The point is simply that the provinces are the ones that had to increase spending dramatically for health care. They are not in the same rosy situation the federal government has been in. They are the ones that had to drive up spending for health care. They are struggling to maintain a balanced budget but because the federal government cut the transfers for health care so dramatically, it now has big surpluses and again is taking issue with the idea that the provinces should not have to pay back the overpayment that was made to them.
I want to make another point about fairness. I talked about the long history of broken contracts between the federal government and the provincial governments, with the federal government always being the one breaking the contracts.
Back in the 1980s when we ran into the financial wall and the government of the day was trying to figure out a way to deal with its budget problems, it imposed a cap on transfers to the have provinces, whereas the have not provinces continued to get larger transfers that reflected the increase in the cost of health care to some degree. The provinces of Alberta, Ontario and British Columbia at that time were regarded as have provinces. Coincidentally those are three of the four provinces that received an overpayment.
I want to argue that during the 1980s when the federal government imposed this new regime that it arbitrarily decided to do certainly without the concurrence of the provinces, it threw everything out of whack. The age old formula we used to have in determining how the transfers should be paid to the provinces was completely changed. It was the have provinces, Alberta, British Columbia and Ontario, that paid even more. Remember that through equalization and just about every program the government runs, they already pay more. By coincidence they are the ones that were given an overpayment between 1993 and 1999.
One could make a pretty good argument that they have already paid over and over again, especially through the 1980s, much more than anyone else because they were have provinces. One could make a successful argument that they are getting back money that was really owed to them over the course of time.
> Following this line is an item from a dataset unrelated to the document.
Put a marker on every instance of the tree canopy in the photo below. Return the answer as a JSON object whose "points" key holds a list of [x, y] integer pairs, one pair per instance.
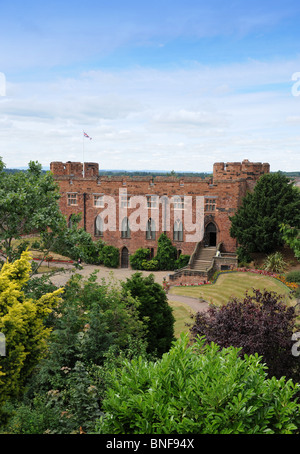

Having said that, I am certainly not arguing that we should make this a habit. I want to argue that the federal government has made a big error, but now that the money has been spent by the provinces at a time when they are really pinched and when the only way to recover the money would be to probably take a whack out of health care again because it is one of the biggest budgets, the federal government should leave it alone and just promise never to do it again. Clearly that is the appropriate approach. If we do not do that, we will be in exactly the same situation we were in in 1995 when the federal government cut transfers to the provinces for health care. Again it was the provinces that took the heat at that time, not the federal government.
My argument is a simple one. Over many years the federal government has broken contracts with the provinces. It has cut their ability to fund health care. This is a bit of money coming back the other way, granted through a mistake, in kind of an ad hoc way. I do not think we want to see that continue, but now that it has been done and because the only solution would be to cut deeply into programs like health care, we need to let sleeping dogs lie.
We urge the federal government to vote in favour of the motion.